一人暮らし歴も長く、もともと料理は得意だった。「男の料理というと、一品どーんみたいなのを想像するかもしれませんが、子どもにもちゃんと食べてもらいたいと思ったので、アプリなどで子どもの好きそうなレシピをチェックして、メインだけでなくあえ物などの小鉢も作っていました。片付けは苦手ですが料理は苦にならないですね」
同社の定時勤務時間はラッシュ時間を避けるため10時~19時に設定。そのため、普段から朝の幼稚園の送りはしていたが、いつも平日夜は子どもたちが寝てから帰宅していたという衣笠さん。この1カ月半は、子どもと長い時間接することができた。「やはりよかったです。子どもの成長を1カ月半ちゃんと見られたのは貴重な時間でした。意外と兄弟でけんかしているとかお手伝いができるほど大きくなったなあ、とかいろいろ分かりました」
息を抜ける時間帯を確保

1カ月半の間、衣笠さんが出社している時間帯は、社員の福利厚生制度を活用してベビーシッターを頼んだ。詳しくは後述するが、同社には、両立支援施策として、ベビーシッター代の50%を会社が負担する制度がある。

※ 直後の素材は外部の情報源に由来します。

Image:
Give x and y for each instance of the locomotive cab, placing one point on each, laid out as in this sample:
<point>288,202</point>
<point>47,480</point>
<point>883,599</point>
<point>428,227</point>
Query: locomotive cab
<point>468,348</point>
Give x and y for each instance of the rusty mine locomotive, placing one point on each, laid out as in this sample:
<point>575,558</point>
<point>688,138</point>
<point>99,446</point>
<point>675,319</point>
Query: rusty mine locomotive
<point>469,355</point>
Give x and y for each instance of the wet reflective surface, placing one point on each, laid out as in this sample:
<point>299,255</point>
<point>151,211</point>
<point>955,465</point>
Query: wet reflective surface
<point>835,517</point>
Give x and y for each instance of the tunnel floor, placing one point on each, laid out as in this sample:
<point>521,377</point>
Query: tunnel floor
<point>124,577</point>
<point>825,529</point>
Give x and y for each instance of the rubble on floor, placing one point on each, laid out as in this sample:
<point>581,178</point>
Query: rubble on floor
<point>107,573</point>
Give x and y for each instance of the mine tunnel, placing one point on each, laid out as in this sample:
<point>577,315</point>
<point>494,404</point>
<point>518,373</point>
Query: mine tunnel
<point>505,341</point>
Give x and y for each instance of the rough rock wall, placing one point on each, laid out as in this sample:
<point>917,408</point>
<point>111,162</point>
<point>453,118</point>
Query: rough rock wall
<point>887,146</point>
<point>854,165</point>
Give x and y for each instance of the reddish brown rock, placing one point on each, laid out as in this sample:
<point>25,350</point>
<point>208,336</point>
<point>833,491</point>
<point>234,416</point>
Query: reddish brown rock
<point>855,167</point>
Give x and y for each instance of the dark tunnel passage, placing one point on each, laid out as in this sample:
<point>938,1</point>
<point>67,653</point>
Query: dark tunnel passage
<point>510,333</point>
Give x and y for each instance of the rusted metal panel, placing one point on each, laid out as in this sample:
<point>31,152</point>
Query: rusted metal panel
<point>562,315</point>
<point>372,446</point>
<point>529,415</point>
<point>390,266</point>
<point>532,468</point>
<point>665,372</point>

「最初は妻も『えー』と抵抗していましたが、実際に頼んでみると『旦那にいてもらうよりだいぶ助かる』という感想でした。使ってみてよいパターンだなと思ったのは、朝9時から来てもらうスタイル。生まれたばかりの子どもの世話は夜通し続いて大変ですが、9時になれば長女は幼稚園、真ん中の2歳の子はシッターさんに預けられると思うと頑張れる、と妻は言っていました。ふっと息を抜ける時間帯を確保できたのがよかったみたいです」
心理的なメリットもあったという。「来てもらっていたシッターさんのお一人が、保育園の園長経験のある50代女性で、我々の子育て手法を褒めてくれたり、ちょっとした悩みを相談できたりして、それもとてもよかったようです」
ネクストビートは、保育士の就職転職支援事業など子育て支援分野を中心としたライフイベント事業のほか、インバウンド事業、地方創生事業などさまざまな領域でインターネット事業を行っているが、昨年から保育士・幼稚園教諭・看護師の有資格100%のベビーシッターのマッチングサービス「キズナシッター」もスタート。今回、自社のサービスをユーザーとして利用してみたことで、使い勝手などに関して気づきを得られる利点もあったという。
衣笠さん自身はこれまで、保育施設向けの業務管理ツール「キズナコネクト」などの立ち上げに関わった経験がある。「自分たちが作ったものが、何らかの形で子どもたちの役に立つというのはやはりうれしいものです」。ヤフーやグリーなどを経て同社が4社目となる衣笠さん。「ビジネスという側面と社会貢献という側面がいいバランスで動いていると感じたから、この会社に転職しようと思いました」と振り返る。
3カ月前から社長と話し合い、目標も設定
「毎日半休」を取る前は不安もあったという。「正直、踏ん切りがつくまでは迷いもありました。現場の人と会話できる時間が減るので、現場が不安に感じないだろうか、など心配でした」
2013年に創業したばかりの同社。スピード感を持って成長している真っただ中に、最高技術責任者である衣笠さんが半休とはいえ1カ月半も休むという空白は大きくはなかったのだろうか。